Introduction

In space scene, when a target is far from the image sensor, it often takes small image size (usually only several pixels). This target is referred as small target. Its image intensity is very weak. Complex background means the space distribution of background image is not smooth, and the statistics of mean value and variance have not continuous invariance. The small target is apt to be submerged by noise because of low SNR. It has been regarded as a difficult task in most cases to detect or trace a small target under the complex background [13]. Denney and de Figuriredo presented a small target detection method based on the predication under the adaptive auto-regressive background [4]. Tom et al. put forward the morphologic operators for small target detection according to the prior knowledge of targets [5]. Peng and Zhou designed a 5 × 5 highpass template filter for real-time target detection [6]. Ye et al. provided a small target detection method based on wavelet transform modulus maxima [7]. Based on the analysis of various targets detection methods, Hilliard pointed out that a lowpass IIR filter has a better comprehensive performance for clutter prediction [8]. Ulisses, B.N. used morphological top-hat algorithm which employed the top-hat operator to form an estimate of the background image [9]. However, in practice, these methods have been only partially successful and have been shown to produce probability of false alarm. The reason is that these algorithms solve the problem from single side: enhancing targets or suppress background. In this paper, we present a novel small target detection algorithm based on AADM and background forecast (BF). This method uses AADM to enhance an object, and then it utilizes BF map to suppress the background. Finally, the algorithm can detect automatically the small targets according to the various segment thresholds. Experiments have proved that our method is effective and robust.

The organization of this paper is as follows. We describe first the theory of Average absolute difference maximum in Section 2 where we also analyze the effect of size of external window. In the next section, we introduce the background forecast algorithm in detail. Section 4 describes the procedure of small object detection. Experimental results are reported and discussed in Section 5. Conclusions are drawn in Section 6.

Average absolute difference maximum

As originally conceived, the problem addressed in this paper is to detect small objects from natural scenes and to derive the criteria of distinguishing objects from natural scenes.
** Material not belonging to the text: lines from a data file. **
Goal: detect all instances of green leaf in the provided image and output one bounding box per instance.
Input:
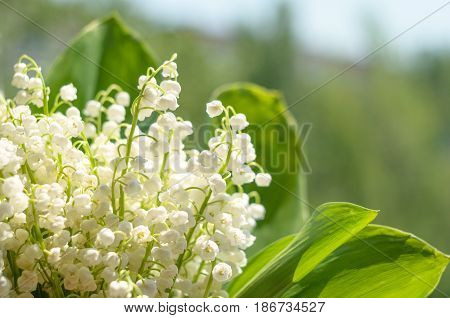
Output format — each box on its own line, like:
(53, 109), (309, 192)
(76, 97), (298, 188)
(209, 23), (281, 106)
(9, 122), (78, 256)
(213, 83), (308, 253)
(283, 225), (449, 297)
(229, 203), (377, 297)
(48, 15), (156, 109)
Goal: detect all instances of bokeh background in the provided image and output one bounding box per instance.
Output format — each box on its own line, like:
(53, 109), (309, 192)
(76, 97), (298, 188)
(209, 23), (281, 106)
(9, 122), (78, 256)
(0, 0), (450, 294)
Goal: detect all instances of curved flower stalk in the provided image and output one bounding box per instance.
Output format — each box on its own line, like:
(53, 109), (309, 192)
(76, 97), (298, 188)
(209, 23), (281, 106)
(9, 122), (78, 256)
(0, 55), (271, 297)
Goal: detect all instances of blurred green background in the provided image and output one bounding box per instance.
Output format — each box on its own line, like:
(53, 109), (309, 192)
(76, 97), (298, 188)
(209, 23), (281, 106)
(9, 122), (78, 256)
(0, 0), (450, 294)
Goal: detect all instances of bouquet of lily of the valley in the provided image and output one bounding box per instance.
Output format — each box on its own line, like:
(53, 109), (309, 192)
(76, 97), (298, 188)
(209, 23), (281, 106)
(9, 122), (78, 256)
(0, 56), (271, 297)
In essence, this involves determining the property of average absolute difference based on their neighboring pixels in natural scenes [10]. In many cases, the only visual brightness of small target in infrared image is greater than that of their surround neighborhood, despite the discrimination between object and the area of the neighborhood is frequently small. This also means that the target is conspicuous in a local region. Taking this fact in account, we use a double-window filter to enhance small target.
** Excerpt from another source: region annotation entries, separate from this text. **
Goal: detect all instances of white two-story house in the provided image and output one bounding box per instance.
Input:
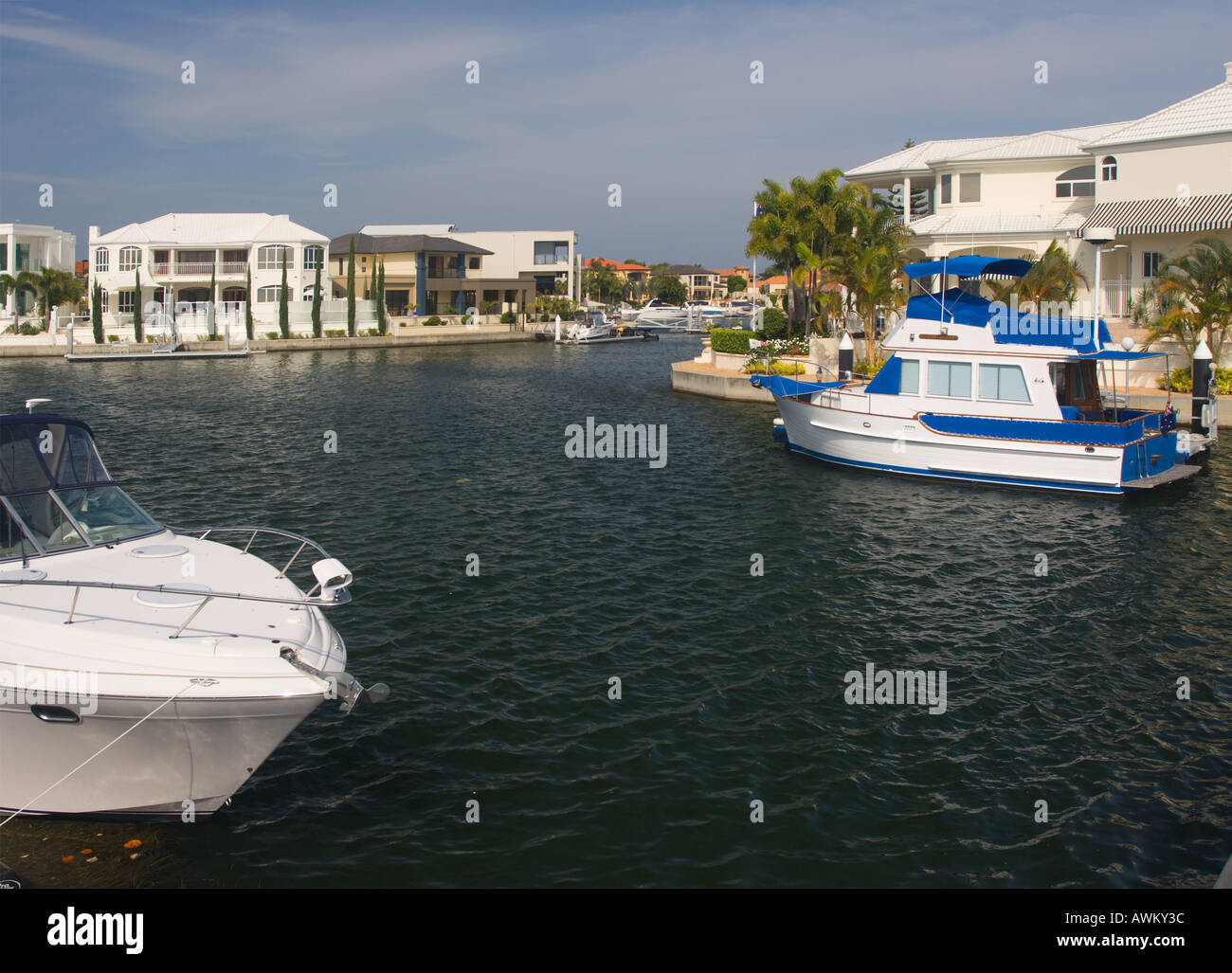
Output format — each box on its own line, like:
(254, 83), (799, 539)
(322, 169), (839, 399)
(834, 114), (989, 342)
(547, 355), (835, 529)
(845, 63), (1232, 325)
(90, 213), (329, 328)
As show in Fig. 1, set Θ and Ω denote the pixels in the internal window and pixels between internal window and external window, respectively. If the size of external window is slightly bigger than that of the object and internal window can be changed, then the AADM can be defined as:

$$ \Delta D_{{\max }} = {\mathop {\max }\limits_{\forall \Theta } }{\left\{ {\Delta D\left| {\Delta D = } \right.{\left| {\frac{1} {{N_{\Theta } }}{\sum\limits_{x \in \Theta } {I_{x} } } - \frac{I} {{N_{\Omega } }}{\sum\limits_{y \in \Theta } {I_{y} } }} \right|}} \right\}} $$
(1)

where \( N_{\Theta } \) and \( N_{\Omega } \) denote the numbers of pixels in set Θ and Ω, I x and I y denote the gray levels of pixel x and y, respectively.

Fig. 1
figure 1

Object and scene windows.

It has been shown that AADM has a low value if set Θ and Ω include only the pixels in a background, and reach the largest response when set Θ and Ω cover only the pixels of an object and background, respectively. If the target shape is not square, then Θ includes the pixels of object Θ o and partial background Θ b , that is,

$$\begin{array}{*{20}c} {\Delta D = {\left| {\frac{1}{{N_{\Theta } }}{\sum\limits_{x \in \Theta } {I_{x} } } - \frac{1}{{N_{\Omega } }}{\sum\limits_{y \in \Theta } {I_{y} } }} \right|} = {\left| {\frac{{N_{{\Theta o}} \overline{I} _{o} + {\left( {N_{\Theta } - N_{{\Theta o}} } \right)}\overline{I} _{{b\Theta }} }}{{N_{\Theta } }} - \overline{I} _{{b\Omega }} } \right|} = {\left| {\frac{{N_{{\Theta o}} }}{{N_{\Theta } }}\overline{I} _{o} + \frac{{N_{\Theta } - N_{{\Theta o}} }}{{N_{\Theta } }}\overline{I} _{{b\Theta }} - \overline{I} _{{b\Omega }} } \right|}} \\ { = {\left| {\frac{{N_{{\Theta o}} }}{{N_{\Theta } }}{\left( {\overline{I} _{o} - \overline{I} _{{b\Theta }} } \right)} + {\left( {\overline{I} _{{b\Theta }} - \overline{I} _{{b\Omega }} } \right)}} \right|} \leqslant {\left| {\frac{{N_{{\Theta o}} }}{{N_{\Theta } }}{\left( {\overline{I} _{o} - \overline{I} _{{b\Theta }} } \right)}} \right|} + {\left| {{\left( {\overline{I} _{{b\Theta }} - \overline{I} _{{b\Omega }} } \right)}} \right|}} \\ \end{array} $$
(2)

where \( N_{{\Theta o}} \), \( N_{{\Theta b}} \) denotes pixels of object and scene in Θ, respectively. \( \overline{I} _{o} \), \( \overline{I} _{{b\Theta }} \), and \( \overline{I} _{{b\Omega }} \) are the average gray values of the object, the internal window, and external window, respectively. If the nature scene is a stable Gaussian noise, then \( \overline{I} _{{b\Theta }} \approx \overline{I} _{{b\Omega }} \). ΔD reaches its extremum, when one of the following conditions holds.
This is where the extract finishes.